Our work also makes use of local traditional knowledge. The Naxi water management group we supported came up with a way to use traditional water allocation methods to distribute water fairly and ensure fields and orchards were irrigated during drought. The Naxi people of Xihu used traditional agroforestry and ecological planting to halt soil erosion and reduce sedimentation of the Lashihai wetlands – both protecting an internationally important wetland and migratory birds, and increasing incomes tenfold. These projects were all part of local climate change adaptation and mitigation, but also increased incomes and ability to manage resources.
TTP: How did you go from working in anthropology to environmental protection?
YXG: During my fieldwork as an anthropologist, I learned a lot about local knowledge, including traditional environmental protection. Others can learn from this knowledge as well. But we also felt that these communities needed support, and so we applied for grants to support them.
TTP: Can these experiences be repeated elsewhere?
YXG: What we did is straightforward and could be replicated in lots of communities.
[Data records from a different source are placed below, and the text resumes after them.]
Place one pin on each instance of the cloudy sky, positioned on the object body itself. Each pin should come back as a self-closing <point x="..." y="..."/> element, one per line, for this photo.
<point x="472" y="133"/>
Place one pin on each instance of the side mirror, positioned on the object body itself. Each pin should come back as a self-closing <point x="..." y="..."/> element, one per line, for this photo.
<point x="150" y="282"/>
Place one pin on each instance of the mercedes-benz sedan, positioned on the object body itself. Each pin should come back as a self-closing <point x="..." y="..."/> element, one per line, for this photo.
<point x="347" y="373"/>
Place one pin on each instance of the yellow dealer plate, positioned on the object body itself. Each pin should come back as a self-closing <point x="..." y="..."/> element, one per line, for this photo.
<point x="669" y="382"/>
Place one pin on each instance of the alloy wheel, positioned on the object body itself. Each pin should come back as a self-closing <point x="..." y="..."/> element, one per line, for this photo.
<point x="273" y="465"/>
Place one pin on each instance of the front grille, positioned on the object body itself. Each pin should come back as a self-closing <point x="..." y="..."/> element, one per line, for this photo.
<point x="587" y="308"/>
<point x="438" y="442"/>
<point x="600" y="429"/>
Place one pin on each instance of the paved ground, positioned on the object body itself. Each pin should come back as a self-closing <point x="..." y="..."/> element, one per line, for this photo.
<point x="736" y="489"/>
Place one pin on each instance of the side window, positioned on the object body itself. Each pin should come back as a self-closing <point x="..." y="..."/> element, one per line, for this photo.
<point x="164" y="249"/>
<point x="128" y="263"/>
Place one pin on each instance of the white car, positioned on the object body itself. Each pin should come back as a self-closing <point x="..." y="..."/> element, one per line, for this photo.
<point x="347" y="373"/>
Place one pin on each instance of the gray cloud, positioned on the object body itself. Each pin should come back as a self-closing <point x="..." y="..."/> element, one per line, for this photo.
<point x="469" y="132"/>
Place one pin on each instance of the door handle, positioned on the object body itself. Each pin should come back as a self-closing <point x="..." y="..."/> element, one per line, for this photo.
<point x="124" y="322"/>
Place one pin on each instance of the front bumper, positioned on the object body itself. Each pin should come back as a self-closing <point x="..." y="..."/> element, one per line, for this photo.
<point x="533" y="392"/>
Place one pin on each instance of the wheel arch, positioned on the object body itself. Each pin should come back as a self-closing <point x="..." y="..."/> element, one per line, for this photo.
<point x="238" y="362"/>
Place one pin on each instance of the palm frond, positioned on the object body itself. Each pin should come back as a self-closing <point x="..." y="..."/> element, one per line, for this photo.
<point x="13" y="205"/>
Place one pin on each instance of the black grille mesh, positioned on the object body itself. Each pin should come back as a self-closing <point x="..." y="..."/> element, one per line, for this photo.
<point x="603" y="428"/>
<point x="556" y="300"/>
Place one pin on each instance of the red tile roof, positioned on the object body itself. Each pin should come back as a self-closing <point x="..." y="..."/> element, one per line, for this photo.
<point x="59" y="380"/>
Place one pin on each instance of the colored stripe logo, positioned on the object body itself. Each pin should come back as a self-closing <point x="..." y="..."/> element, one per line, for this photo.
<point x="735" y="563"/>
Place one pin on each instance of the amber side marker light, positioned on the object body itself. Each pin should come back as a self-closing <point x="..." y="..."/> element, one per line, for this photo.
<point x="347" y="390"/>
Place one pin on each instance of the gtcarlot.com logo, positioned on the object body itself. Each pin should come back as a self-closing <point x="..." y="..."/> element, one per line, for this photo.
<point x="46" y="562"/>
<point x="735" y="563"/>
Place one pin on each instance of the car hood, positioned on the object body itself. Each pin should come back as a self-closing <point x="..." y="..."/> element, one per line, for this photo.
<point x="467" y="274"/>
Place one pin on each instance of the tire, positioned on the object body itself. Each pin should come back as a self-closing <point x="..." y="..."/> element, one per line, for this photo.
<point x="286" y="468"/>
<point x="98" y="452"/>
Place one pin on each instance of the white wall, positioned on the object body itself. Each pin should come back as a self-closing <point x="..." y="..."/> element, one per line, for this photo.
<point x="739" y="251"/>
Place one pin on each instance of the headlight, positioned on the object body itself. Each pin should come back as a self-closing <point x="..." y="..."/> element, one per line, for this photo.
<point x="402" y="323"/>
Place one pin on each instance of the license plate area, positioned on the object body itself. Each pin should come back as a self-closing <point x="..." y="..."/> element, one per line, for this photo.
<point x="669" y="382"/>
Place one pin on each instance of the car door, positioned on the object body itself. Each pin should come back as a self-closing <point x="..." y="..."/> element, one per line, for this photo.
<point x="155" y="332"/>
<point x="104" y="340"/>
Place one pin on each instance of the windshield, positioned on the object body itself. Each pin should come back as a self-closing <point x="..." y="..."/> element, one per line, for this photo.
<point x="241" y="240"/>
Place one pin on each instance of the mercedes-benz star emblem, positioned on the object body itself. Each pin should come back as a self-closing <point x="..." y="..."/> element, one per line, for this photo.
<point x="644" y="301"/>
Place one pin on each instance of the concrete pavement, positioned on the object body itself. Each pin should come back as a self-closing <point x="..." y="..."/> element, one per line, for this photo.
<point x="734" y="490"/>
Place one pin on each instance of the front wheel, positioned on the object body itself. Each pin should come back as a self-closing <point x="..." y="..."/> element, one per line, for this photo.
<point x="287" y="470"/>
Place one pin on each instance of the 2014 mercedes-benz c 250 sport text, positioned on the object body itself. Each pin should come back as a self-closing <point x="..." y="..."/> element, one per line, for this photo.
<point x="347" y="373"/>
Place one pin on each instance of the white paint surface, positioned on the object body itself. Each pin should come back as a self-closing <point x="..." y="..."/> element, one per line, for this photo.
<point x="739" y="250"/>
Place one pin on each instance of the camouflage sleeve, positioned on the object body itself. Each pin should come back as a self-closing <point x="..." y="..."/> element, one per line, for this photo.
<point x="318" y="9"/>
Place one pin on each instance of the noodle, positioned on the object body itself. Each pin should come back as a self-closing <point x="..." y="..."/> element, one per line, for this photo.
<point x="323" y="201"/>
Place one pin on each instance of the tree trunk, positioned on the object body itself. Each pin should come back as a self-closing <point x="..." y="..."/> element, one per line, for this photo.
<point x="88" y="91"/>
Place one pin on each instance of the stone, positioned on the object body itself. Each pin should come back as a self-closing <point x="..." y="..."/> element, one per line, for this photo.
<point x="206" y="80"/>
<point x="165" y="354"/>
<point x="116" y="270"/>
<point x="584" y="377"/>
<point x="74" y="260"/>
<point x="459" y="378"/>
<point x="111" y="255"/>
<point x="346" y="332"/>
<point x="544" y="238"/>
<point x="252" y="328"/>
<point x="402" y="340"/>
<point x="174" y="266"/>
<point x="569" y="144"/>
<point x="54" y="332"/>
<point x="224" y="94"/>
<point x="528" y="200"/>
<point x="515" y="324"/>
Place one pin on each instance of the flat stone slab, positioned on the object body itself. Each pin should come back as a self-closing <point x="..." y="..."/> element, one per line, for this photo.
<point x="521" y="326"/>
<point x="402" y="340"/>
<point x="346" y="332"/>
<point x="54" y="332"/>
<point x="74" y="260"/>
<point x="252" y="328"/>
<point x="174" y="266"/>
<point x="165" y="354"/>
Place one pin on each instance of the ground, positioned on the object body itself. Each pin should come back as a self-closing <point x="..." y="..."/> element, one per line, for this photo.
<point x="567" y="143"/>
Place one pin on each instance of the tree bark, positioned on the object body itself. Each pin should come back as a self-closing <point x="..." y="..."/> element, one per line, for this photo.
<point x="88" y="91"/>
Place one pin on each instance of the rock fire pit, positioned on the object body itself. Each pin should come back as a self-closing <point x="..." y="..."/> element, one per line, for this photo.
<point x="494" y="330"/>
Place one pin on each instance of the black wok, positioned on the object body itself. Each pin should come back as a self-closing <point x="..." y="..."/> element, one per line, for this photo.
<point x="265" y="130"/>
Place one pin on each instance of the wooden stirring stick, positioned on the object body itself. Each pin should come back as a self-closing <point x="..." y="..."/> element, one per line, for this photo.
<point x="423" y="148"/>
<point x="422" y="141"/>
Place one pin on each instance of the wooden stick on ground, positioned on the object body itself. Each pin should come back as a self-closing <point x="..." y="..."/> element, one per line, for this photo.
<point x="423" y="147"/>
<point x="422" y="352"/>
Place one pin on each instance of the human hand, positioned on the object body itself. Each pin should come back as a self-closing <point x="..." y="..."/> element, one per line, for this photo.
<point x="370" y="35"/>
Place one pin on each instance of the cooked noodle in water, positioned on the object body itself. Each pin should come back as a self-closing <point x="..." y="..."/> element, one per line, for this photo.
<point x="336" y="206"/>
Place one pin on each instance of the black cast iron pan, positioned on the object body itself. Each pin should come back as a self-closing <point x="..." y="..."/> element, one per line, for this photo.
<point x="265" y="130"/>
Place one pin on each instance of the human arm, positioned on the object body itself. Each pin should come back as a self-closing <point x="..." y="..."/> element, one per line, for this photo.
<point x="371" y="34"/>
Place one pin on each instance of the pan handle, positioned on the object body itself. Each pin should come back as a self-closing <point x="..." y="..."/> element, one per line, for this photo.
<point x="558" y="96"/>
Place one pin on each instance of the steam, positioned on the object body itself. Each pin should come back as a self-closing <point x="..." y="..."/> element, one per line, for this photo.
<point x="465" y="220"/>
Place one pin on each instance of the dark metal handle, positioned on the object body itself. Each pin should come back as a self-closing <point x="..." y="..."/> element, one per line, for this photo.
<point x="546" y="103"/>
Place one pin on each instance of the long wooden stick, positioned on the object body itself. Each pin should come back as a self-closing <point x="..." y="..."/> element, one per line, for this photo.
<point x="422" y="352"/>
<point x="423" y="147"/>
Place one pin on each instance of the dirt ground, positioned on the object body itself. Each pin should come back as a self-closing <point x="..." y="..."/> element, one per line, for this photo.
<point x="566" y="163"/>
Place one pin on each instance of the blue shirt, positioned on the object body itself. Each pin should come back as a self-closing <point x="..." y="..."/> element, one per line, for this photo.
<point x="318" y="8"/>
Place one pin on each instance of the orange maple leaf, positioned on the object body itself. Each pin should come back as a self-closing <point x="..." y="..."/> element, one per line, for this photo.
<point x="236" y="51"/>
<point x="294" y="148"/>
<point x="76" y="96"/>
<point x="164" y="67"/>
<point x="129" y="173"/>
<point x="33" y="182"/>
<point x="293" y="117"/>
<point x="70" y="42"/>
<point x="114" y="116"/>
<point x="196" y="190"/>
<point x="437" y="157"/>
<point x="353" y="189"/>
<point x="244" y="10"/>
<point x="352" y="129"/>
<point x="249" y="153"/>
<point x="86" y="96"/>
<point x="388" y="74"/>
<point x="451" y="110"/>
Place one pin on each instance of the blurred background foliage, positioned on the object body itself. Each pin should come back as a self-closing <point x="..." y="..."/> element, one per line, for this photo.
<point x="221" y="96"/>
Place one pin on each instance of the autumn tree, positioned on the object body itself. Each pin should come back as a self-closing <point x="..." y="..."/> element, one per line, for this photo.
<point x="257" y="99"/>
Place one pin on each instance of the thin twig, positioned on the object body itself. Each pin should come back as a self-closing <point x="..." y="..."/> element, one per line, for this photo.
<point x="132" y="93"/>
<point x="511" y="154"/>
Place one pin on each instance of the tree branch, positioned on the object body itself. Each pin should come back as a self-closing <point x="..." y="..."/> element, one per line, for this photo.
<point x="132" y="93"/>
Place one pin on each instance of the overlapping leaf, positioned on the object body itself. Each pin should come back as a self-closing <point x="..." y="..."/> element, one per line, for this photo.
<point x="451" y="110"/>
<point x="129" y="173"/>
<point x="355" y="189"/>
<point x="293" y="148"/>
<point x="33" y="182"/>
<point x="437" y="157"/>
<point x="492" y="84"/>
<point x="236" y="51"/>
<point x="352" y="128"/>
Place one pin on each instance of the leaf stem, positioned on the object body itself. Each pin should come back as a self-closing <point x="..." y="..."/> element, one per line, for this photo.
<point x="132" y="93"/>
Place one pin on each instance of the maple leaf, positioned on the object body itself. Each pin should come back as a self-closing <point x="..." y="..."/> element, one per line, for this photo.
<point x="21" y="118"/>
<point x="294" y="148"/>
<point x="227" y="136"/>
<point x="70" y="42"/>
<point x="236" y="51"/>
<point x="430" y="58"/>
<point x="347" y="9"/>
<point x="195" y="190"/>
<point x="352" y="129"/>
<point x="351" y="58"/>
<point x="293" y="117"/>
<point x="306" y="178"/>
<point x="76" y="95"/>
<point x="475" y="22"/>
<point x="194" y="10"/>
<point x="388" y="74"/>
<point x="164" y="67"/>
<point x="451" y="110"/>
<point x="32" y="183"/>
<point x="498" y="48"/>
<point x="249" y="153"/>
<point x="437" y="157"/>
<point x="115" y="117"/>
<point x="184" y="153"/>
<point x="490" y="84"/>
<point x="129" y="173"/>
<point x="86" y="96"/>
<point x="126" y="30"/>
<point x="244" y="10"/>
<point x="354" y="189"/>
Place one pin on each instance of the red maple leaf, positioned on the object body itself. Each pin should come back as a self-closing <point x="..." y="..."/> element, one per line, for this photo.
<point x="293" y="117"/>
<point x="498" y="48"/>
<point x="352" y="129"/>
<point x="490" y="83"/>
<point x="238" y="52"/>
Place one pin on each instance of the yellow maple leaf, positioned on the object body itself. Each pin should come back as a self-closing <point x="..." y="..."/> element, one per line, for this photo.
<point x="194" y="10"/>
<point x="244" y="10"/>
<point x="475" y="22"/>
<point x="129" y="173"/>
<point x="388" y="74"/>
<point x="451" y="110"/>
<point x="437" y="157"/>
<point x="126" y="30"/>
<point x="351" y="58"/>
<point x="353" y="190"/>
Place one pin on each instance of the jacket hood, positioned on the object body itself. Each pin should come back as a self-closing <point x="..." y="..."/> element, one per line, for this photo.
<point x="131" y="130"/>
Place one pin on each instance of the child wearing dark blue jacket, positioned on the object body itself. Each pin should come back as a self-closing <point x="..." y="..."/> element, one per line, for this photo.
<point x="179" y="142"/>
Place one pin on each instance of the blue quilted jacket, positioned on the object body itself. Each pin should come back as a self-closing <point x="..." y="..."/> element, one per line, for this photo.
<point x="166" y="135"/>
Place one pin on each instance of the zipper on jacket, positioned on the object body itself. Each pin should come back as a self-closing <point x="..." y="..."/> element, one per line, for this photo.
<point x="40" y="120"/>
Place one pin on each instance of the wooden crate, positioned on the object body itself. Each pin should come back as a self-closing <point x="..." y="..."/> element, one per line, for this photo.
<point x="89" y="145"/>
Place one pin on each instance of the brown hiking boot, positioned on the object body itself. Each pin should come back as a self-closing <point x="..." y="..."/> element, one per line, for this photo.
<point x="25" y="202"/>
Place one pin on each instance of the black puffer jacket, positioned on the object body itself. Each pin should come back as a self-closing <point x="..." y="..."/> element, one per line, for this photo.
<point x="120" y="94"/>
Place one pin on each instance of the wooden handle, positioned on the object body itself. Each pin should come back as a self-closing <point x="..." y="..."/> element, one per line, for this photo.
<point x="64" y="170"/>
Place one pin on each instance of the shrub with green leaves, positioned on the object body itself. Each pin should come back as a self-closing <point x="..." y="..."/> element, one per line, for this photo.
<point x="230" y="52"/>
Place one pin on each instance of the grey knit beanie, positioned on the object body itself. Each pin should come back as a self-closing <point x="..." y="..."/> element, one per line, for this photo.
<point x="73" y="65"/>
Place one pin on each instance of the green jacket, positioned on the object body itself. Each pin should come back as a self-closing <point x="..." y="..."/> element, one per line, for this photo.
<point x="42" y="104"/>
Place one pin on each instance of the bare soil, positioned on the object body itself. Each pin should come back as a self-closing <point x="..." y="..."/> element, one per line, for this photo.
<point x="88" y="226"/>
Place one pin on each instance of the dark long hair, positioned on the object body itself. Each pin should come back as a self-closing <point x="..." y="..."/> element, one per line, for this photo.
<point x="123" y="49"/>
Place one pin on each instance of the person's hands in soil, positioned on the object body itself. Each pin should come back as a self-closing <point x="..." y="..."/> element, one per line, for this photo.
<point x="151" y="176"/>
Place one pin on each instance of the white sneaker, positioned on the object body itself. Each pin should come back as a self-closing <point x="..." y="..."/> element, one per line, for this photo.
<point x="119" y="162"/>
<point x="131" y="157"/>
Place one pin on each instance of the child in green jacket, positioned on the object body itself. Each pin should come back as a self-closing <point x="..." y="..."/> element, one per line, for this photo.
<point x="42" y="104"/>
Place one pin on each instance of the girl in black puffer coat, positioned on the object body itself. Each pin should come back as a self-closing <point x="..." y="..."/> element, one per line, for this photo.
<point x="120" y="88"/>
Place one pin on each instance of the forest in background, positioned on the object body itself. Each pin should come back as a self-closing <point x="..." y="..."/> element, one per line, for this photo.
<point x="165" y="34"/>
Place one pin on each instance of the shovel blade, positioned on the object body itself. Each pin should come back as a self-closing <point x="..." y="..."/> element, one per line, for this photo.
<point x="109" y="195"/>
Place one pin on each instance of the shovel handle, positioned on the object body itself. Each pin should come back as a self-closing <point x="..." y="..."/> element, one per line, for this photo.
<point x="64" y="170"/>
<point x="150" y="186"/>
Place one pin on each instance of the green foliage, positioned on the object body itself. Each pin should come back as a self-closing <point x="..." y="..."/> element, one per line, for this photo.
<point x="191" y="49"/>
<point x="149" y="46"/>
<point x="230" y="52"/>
The Ministry of Civil Affairs named the Yi mountain areas as a model disaster reduction community and the experience of both reducing disasters and protecting nature has been applied in disaster zones in Gansu and Sichuan. Last year the State Council Poverty Relief Office visited the Yi village of Boduoluo and it is now a case study used by the Asia Development Bank in China and elsewhere.
TTP: What problems did you encounter in your project, and how were these dealt with?
XYG: It’s impossible for everything to go smoothly. Over the years the Xihu villagers learnt how to resist developers coming in from outside to lease land; and the Yi resisted plans to relocate them as “ecological migrants”. The village of Lashihai abandoned plans for an eco-resort said to cost 8 billion yuan, which would have affected the entire watershed. We did our best to meet both government and community expectations: for the protection of resources, social justice, GDP growth and improvements in living standards. That brought us legitimacy, credibility and support.